As the disease of teenage alcoholism progresses, and understand that teens are very susceptible to it because they don’t necessarily understand that they can’t drink large amounts of alcohol and still function, and they are in jeopardy because their brains are not yet fully matured, a teen might withdraw entirely. They might sleep too much and become lethargic, not make it to school on time, or skip school entirely. The disease consumes adults to the point where the only daily activity that matters is drinking, and so this is amplified in the life of a teenager, who does not have the frame of reference to make choices, the life experience to determine the proper direction to go.
High school kids who get into the drinking habit also run the risk of drunk driving. Adults make terrible choices after drinking, so teens are going to make terrible decisions. Traffic fatalities amount young people are most often tied to alcohol use. Drunk driving is the biggest cause of traffic deaths for young people 15-20. Imagine the cause of death being drunk driving and they aren’t even of legal age! That age group doubles that of people over 21!
Alcohol producers target teens with their ads!
Teens are pounded by alcohol ads on television and in the print media. Beer ads always feature young people, cool people, enjoying their hip friends. It’s an image that is seared into the teenage brain, especially among males. Drink the right kind of vodka, the right kind of rum, the right kind of wine and you will be cool and have lots of women.

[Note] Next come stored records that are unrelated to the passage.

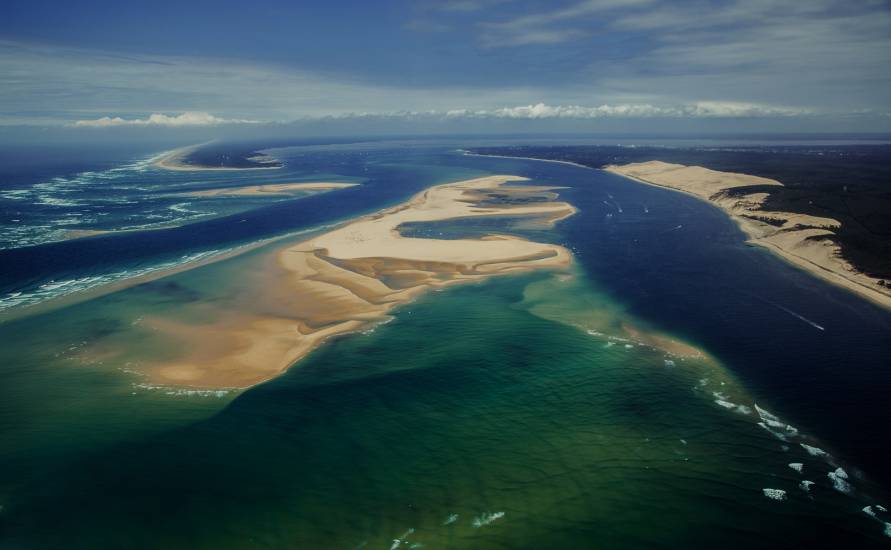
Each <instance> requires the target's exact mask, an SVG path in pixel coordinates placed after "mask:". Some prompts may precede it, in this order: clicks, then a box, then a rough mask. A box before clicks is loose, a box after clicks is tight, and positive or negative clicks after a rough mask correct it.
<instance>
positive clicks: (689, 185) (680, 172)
mask: <svg viewBox="0 0 891 550" xmlns="http://www.w3.org/2000/svg"><path fill="white" fill-rule="evenodd" d="M604 170H606V171H608V172H612V173H614V174H619V175H621V176H625V177H628V178H631V179H634V180H636V181H639V182H642V183H647V184H651V185H656V186H659V187H666V188H668V189H673V190H675V191H682V192H684V193H687V194H690V195H692V196H694V197H697V198H699V199H702V200H705V201H707V202H710V203H712V204H714V205H716V206H718V207H719V208H721V209H722V210H724V212H726V213H727V214H728V215H730V217H731V218H732V219H733V220H734V221H735V222H736V223H737V224H738V225H739V226H740V228H741V229H742V230H743V231H744V232H745V233H746V235H748V237H749V242H751V243H753V244H757V245H759V246H763V247H765V248H767V249H769V250H771V251H773V252H774V253H776V254H777V255H779V256H780V257H781V258H783V259H785V260H787V261H789V262H790V263H792V264H794V265H796V266H798V267H800V268H802V269H805V270H806V271H808V272H810V273H812V274H814V275H816V276H818V277H820V278H822V279H824V280H826V281H828V282H830V283H833V284H836V285H838V286H841V287H844V288H846V289H848V290H851V291H853V292H856V293H857V294H859V295H861V296H863V297H864V298H867V299H869V300H871V301H873V302H875V303H877V304H879V305H882V306H884V307H888V308H891V290H889V289H887V288H886V287H883V286H881V285H879V279H874V278H872V277H869V276H867V275H865V274H864V273H862V272H860V271H858V270H857V269H855V268H854V267H853V266H852V265H851V264H850V263H848V262H847V261H846V260H845V259H844V258H843V257H842V255H841V248H840V247H839V246H838V244H836V243H835V242H834V241H833V240H832V239H827V238H826V237H827V236H832V235H834V234H835V233H834V232H833V230H834V229H838V228H839V227H840V225H841V224H840V223H839V222H838V220H834V219H831V218H820V217H816V216H809V215H806V214H795V213H790V212H771V211H766V210H762V205H763V204H764V201H765V199H767V196H768V194H767V193H763V192H759V193H743V194H740V193H732V194H731V193H728V190H731V189H733V188H737V187H748V186H753V185H759V186H765V185H769V186H770V185H772V186H782V185H783V184H782V183H780V182H778V181H775V180H772V179H768V178H762V177H758V176H751V175H747V174H737V173H732V172H719V171H716V170H709V169H708V168H703V167H701V166H685V165H683V164H670V163H667V162H661V161H650V162H638V163H632V164H626V165H622V166H617V165H610V166H606V167H604Z"/></svg>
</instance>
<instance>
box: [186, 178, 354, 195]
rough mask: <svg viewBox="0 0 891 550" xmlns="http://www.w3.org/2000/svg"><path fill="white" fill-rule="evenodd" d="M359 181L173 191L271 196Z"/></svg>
mask: <svg viewBox="0 0 891 550" xmlns="http://www.w3.org/2000/svg"><path fill="white" fill-rule="evenodd" d="M356 185H359V184H358V183H343V182H325V181H314V182H298V183H269V184H261V185H244V186H241V187H218V188H215V189H201V190H199V191H185V192H183V193H173V194H174V195H177V196H183V197H263V196H266V197H269V196H279V195H281V196H287V195H291V194H294V193H301V192H320V191H334V190H336V189H346V188H348V187H355V186H356Z"/></svg>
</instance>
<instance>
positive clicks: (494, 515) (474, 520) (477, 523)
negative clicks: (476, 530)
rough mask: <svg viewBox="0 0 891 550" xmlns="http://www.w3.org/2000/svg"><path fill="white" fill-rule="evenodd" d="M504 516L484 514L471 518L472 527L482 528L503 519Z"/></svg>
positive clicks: (491, 514)
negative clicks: (472, 523) (495, 521)
mask: <svg viewBox="0 0 891 550" xmlns="http://www.w3.org/2000/svg"><path fill="white" fill-rule="evenodd" d="M504 515H505V513H504V512H484V513H482V514H480V515H479V516H477V517H475V518H473V526H474V527H477V528H479V527H484V526H486V525H489V524H490V523H492V522H494V521H496V520H499V519H501V518H503V517H504Z"/></svg>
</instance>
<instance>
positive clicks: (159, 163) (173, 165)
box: [152, 143, 281, 172]
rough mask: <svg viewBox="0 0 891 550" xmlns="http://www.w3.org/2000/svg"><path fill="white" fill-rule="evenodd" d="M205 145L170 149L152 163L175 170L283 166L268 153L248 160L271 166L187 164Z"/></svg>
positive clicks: (152, 164)
mask: <svg viewBox="0 0 891 550" xmlns="http://www.w3.org/2000/svg"><path fill="white" fill-rule="evenodd" d="M202 145H205V144H204V143H199V144H198V145H190V146H188V147H181V148H179V149H175V150H173V151H170V152H169V153H167V154H165V155H162V156H161V157H159V158H158V159H157V160H155V161H154V162H153V163H152V165H153V166H155V167H156V168H163V169H164V170H174V171H178V172H210V171H218V172H219V171H232V170H276V169H278V168H281V165H279V164H274V165H273V163H275V160H274V159H273V158H272V157H268V156H266V155H255V156H253V157H250V158H248V159H247V160H250V161H253V162H256V163H260V164H263V163H267V164H270V166H247V167H241V166H204V165H201V164H187V163H185V162H184V161H185V159H186V158H187V157H188V156H189V155H190V154H191V153H192V152H193V151H195V150H196V149H198V148H199V147H201V146H202Z"/></svg>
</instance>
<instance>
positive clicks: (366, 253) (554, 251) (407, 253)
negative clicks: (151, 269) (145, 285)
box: [141, 176, 575, 388]
mask: <svg viewBox="0 0 891 550" xmlns="http://www.w3.org/2000/svg"><path fill="white" fill-rule="evenodd" d="M523 180H524V178H519V177H515V176H492V177H486V178H479V179H474V180H468V181H462V182H457V183H450V184H445V185H439V186H435V187H432V188H430V189H427V190H426V191H424V192H422V193H419V194H418V195H416V196H415V197H413V198H412V199H411V200H409V201H408V202H406V203H404V204H402V205H399V206H396V207H393V208H390V209H387V210H384V211H381V212H378V213H376V214H373V215H369V216H366V217H363V218H359V219H357V220H355V221H353V222H351V223H348V224H346V225H344V226H341V227H339V228H337V229H334V230H332V231H329V232H327V233H324V234H322V235H319V236H316V237H313V238H311V239H308V240H305V241H303V242H299V243H296V244H292V245H288V246H285V247H283V248H281V249H280V250H278V252H277V253H275V254H274V255H272V256H271V257H270V258H269V260H268V261H267V263H266V268H265V269H263V270H261V272H259V273H251V274H250V277H251V284H250V292H251V293H252V294H251V296H250V297H249V302H250V306H249V307H247V308H228V309H226V310H218V311H215V312H214V314H213V315H211V316H210V317H212V318H213V319H214V321H213V322H211V323H208V324H193V323H186V322H182V321H177V320H173V319H170V318H166V317H165V318H157V317H156V318H148V317H147V318H146V319H144V321H143V324H144V325H145V326H147V327H149V328H150V329H151V331H152V332H153V333H154V334H157V335H160V336H162V337H165V338H170V339H171V340H172V341H173V342H175V344H174V346H173V347H174V348H175V349H180V350H181V351H180V352H177V353H175V354H174V355H175V359H170V360H165V361H156V362H143V363H142V367H141V370H142V371H143V372H144V373H145V374H146V375H147V377H148V380H149V381H150V382H152V383H157V384H175V385H185V386H196V387H203V388H219V387H246V386H250V385H253V384H257V383H259V382H262V381H264V380H267V379H269V378H272V377H274V376H276V375H277V374H279V373H280V372H282V371H283V370H285V369H287V368H288V367H289V366H291V365H292V364H294V363H295V362H296V361H298V360H299V359H300V358H302V357H303V356H305V355H306V354H307V353H309V352H310V351H311V350H313V349H314V348H316V347H317V346H318V345H319V344H320V343H321V342H322V341H324V340H325V339H326V338H329V337H332V336H336V335H338V334H344V333H348V332H354V331H358V330H364V329H366V328H369V327H370V326H372V325H373V324H375V323H380V322H383V321H386V320H387V319H389V313H390V312H391V311H392V309H393V308H395V307H397V306H399V305H403V304H406V303H407V302H409V301H411V300H413V299H415V298H416V297H418V296H419V295H421V294H423V293H424V292H426V291H428V290H429V289H432V288H439V287H444V286H448V285H452V284H456V283H461V282H466V281H475V280H481V279H484V278H487V277H491V276H494V275H501V274H509V273H521V272H526V271H531V270H538V269H547V270H564V269H566V268H567V267H569V266H570V264H571V262H572V256H571V254H570V252H569V251H568V250H567V249H565V248H564V247H562V246H559V245H555V244H549V243H540V242H534V241H529V240H526V239H522V238H520V237H516V236H509V235H489V236H486V237H482V238H479V239H454V240H438V239H428V238H414V237H405V236H403V235H402V234H400V231H399V228H400V226H402V225H403V224H406V223H412V222H413V223H418V222H444V221H451V220H458V219H468V218H477V217H508V218H530V219H535V220H539V221H540V222H541V223H547V224H553V223H555V222H557V221H558V220H561V219H563V218H566V217H568V216H571V215H572V214H573V213H574V212H575V208H574V207H573V206H571V205H570V204H568V203H566V202H559V201H554V200H552V199H553V197H554V195H553V189H555V188H552V187H534V186H508V185H505V184H507V183H510V182H519V181H523ZM535 194H539V195H540V197H539V199H540V200H536V201H533V200H531V199H532V198H533V196H534V195H535ZM210 307H212V305H211V306H210Z"/></svg>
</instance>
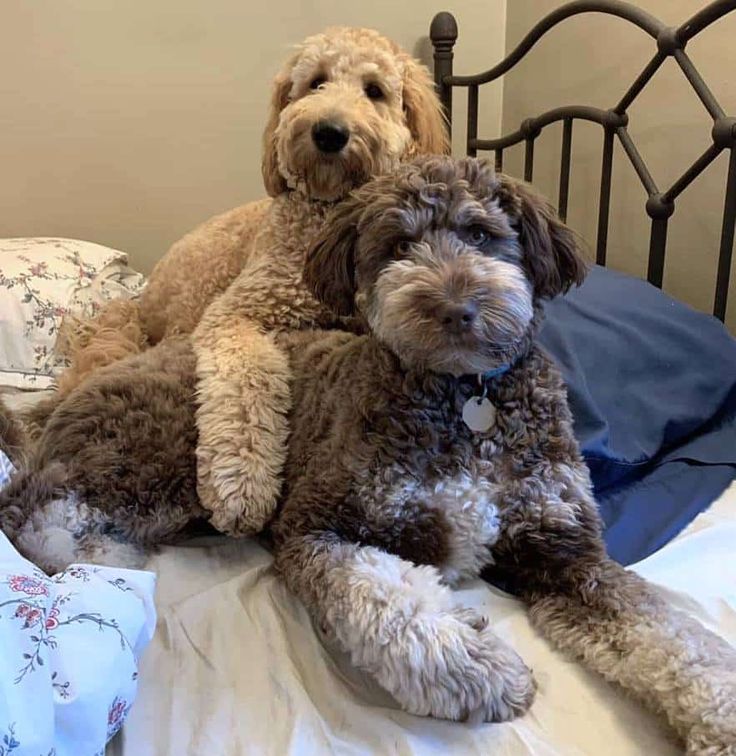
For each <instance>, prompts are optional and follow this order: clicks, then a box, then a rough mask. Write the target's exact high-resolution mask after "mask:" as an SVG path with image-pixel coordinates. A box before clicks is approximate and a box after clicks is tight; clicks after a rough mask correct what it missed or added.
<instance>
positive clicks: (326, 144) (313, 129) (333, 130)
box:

Beer and alcohol beverage industry executives know how to sell their product. The big lie is that beer companies don’t advertise to children. Who else would buy into the message that drinking a certain beer will improve their lives?
Robs everything from alcoholic
Teenage alcoholism is a dreadful disease that robs a person of his/her humanity and shreds what should be happy and productive chapters in a person’s life. Granted, only one in nine will become an alcoholic after prolonged exposure to the drug, but it is a drug that causes so many other physical ailments and maladies. Alcohol gets into every pour of the body and does damage. While there is no cure, despite the claims of some, alcoholism can be managed through treatment and recovery. This is a difficult process with teens because they do not fully understand what is happening and the ramifications of the disease.
Parents MUST understand the disease of teenage alcoholism to help prevent it.
But parents need to understand the disease, its impact on their child and the necessary steps to getting that child into treatment. Left unchecked, the disease will ruin the life of a once promising teenager, but the upside to treatment and recovery is hopefully a long, healthy and productive life.